Cuomo’s office did not immediately respond to a request for comment Thursday.

Lavine said last month that attorneys from Davis Polk & Wardwell — the law firm to whom the Assembly farmed out the investigation — had received more than 200 tips through a hotline rolled out in early April. The lawyers have also been in touch with attorneys for about 70 people “who may have relevant information” as well as four government agencies, Lavine has said.

But the probe is expected to drag on for months amid widespread calls for Cuomo to resign. Lavine declined to provide details of the probe’s timeline or how far along it is, other than to say the investigators have made “remarkable progress.”

“We know that they have interviewed many people, and I’m very satisfied with the work that they are doing,” Lavine said.

While Cuomo’s critics have reportedly raised questions about Davis Polk’s ties to the governor’s administration, Lavine has stood by the lawyers’ experience and expertise. He said they are crucial to ensuring the probe is conducted independently — something the Lopez episode taught him was necessary.

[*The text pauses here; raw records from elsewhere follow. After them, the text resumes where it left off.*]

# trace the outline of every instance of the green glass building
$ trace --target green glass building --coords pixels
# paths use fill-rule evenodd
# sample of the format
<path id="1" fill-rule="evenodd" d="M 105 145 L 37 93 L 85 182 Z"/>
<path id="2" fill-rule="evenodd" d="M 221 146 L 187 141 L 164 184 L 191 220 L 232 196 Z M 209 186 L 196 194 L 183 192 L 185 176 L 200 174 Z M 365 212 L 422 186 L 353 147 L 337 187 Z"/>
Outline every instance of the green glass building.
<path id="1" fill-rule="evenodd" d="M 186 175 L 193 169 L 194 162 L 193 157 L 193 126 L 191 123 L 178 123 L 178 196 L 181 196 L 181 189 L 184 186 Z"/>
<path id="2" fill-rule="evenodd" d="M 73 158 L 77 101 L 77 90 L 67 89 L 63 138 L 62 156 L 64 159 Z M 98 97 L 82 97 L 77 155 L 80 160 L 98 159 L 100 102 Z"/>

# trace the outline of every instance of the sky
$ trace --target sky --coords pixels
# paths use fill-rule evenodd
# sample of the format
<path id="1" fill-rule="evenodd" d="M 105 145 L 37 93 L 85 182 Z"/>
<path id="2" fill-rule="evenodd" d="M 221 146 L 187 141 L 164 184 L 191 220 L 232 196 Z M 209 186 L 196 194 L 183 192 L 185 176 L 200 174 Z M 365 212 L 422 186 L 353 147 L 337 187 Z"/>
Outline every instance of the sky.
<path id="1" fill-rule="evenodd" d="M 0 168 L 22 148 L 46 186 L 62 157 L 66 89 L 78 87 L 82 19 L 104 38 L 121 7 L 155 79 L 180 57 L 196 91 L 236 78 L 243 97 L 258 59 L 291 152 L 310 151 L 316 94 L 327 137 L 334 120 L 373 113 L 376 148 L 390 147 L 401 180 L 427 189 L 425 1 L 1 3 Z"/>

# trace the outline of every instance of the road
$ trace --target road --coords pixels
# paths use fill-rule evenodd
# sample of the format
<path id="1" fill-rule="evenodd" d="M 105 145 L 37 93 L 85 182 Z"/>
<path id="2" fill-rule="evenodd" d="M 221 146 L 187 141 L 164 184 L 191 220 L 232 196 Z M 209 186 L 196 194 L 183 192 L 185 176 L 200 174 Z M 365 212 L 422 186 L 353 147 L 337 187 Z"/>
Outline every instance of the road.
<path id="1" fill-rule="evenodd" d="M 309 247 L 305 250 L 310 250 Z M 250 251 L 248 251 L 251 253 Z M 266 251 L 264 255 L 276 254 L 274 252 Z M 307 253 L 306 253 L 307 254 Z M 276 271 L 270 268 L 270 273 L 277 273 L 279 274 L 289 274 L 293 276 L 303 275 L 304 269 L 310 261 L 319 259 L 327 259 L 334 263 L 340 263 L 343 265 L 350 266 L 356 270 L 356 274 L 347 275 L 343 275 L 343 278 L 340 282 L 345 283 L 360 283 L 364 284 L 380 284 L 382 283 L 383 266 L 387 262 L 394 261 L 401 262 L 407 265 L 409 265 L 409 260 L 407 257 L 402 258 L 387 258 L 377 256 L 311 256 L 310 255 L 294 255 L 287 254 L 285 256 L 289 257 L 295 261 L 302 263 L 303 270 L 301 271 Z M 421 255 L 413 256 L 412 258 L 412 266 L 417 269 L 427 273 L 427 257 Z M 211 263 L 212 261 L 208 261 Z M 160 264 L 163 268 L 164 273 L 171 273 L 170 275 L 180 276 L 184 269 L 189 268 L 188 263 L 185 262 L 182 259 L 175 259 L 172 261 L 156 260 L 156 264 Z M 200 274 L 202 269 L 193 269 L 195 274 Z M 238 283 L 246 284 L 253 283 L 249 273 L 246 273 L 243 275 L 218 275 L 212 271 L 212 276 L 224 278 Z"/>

“Reporting cannot be done in the traditional chain of command,” Lavine said. “People in the Assembly who made claims of sexual harassment and worse against members of the Assembly were always hesitant to have to report to an investigator in the chain of command. It’s just intimidating. So that’s why — that’s why this investigation is conducted by independent, highly experienced outside counsel.”

The impeachment probe is just the latest high-profile chapter of Lavine’s reform-minded career.

Lavine won his Assembly seat under the banner of then-Nassau County Executive Tom Suozzi’s “Fix Albany” campaign and ran for the county’s top job in 2017 on an anti-corruption platform.

While he did not urge then-Assembly Speaker Sheldon Silver to resign immediately after his 2015 arrest on federal corruption charges, Lavine did condemn Silver for committing “a damning abuse of the public’s trust” after his conviction later that year.

Lavine said the Lopez case, along with others he handled as a defense lawyer, taught him something else: Don’t get distracted.

“If there’s one lesson that I’ve learned as a result of those experiences, above and beyond all else, is simply to focus on the responsibilities that are at hand, and to pay much less attention to much of the ‘noise’ that surrounds some of these controversial matters,” he said. “… Just pay attention to what’s important.”